After some exploratory analysis of the train, test and validation data, I find some problems with the data distribution which might play an important role in our model building.

# UPDATE: More interesting findings from exploiting leaderboard score.
The previous version (the code below) finds the different distribution of labels in train and test dataset - labels have drastic difference in frequency in train data, but same frequency in validation data . Thus, it was recommended to combine train and test because it was assumed the test dataset should have similar distribution as train dataset, ie. similar to train set where label 42 is the most frequent, the majority of test set should also be 42. 
However, if you try submitting two files - one with all label 42, one with all label 1 - you will get similar score - 0.99322 and 0.99348 for each.

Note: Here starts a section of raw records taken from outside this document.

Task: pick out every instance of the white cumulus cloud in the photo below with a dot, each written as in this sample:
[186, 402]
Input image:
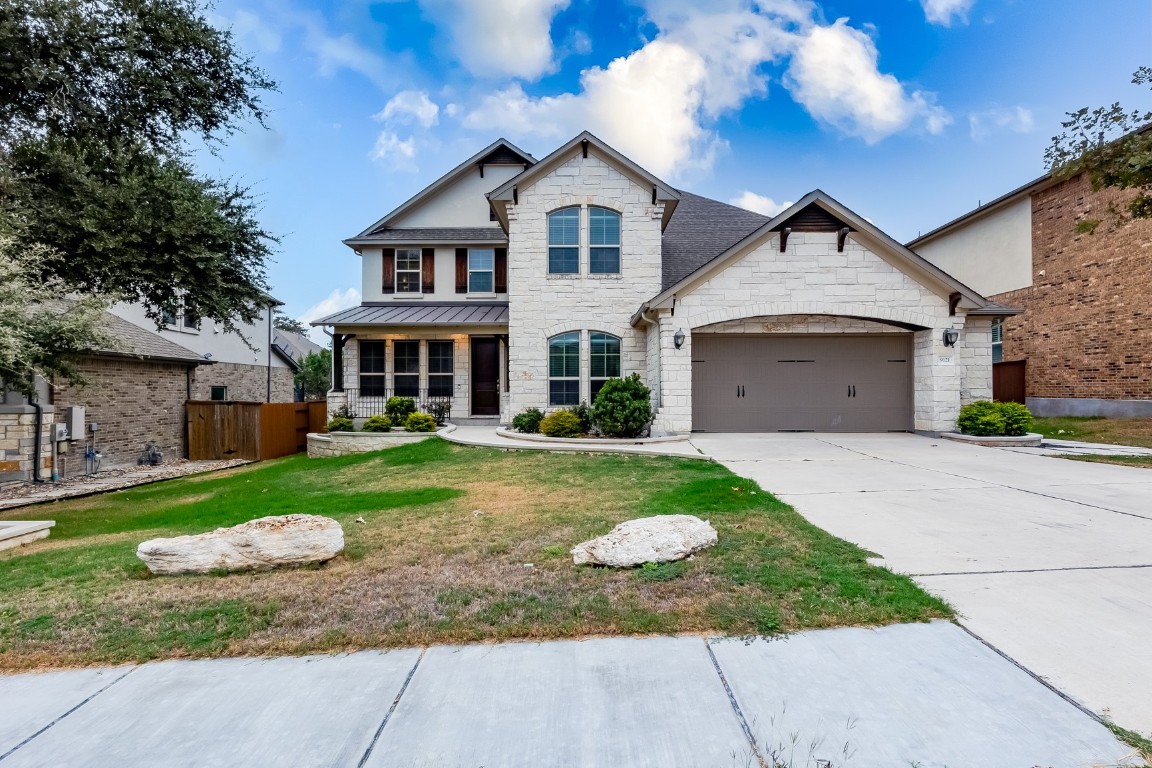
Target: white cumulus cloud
[759, 204]
[1017, 120]
[834, 74]
[944, 12]
[510, 38]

After simple calculation - (1-0.99322) * 128 = 0.86784, (1-0.99322) * 128 = 0.83456 - it seems that the test set has similar distribution of label as the validation data which has same frequency of each label. 
All in all, if you want to validate, a better one might be to simulate the distribution of test set - have same distribution of each label.
The rest of this kernel shows how I found the distribution of labels and a simple EDA of the data.

In [None]:
raw_data_path = "../input"
import time
script_start_time = time.time()

import pandas as pd
import numpy as np
import gc
import json

pd.set_option('display.max_rows', 600)
pd.set_option('display.max_columns', 50)
import warnings
warnings.filterwarnings('ignore')

## 1. Load data (convert json to csv)

In [None]:
print('%0.2f min: Start loading data'%((time.time() - script_start_time)/60))

train={}
test={}
validation={}
with open('%s/train.json'%(raw_data_path)) as json_data:
    train= json.load(json_data)
with open('%s/test.json'%(raw_data_path)) as json_data:
    test= json.load(json_data)
with open('%s/validation.json'%(raw_data_path)) as json_data:
    validation = json.load(json_data)

print('Train No. of images: %d'%(len(train['images'])))
print('Test No. of images: %d'%(len(test['images'])))
print('Validation No. of images: %d'%(len(validation['images'])))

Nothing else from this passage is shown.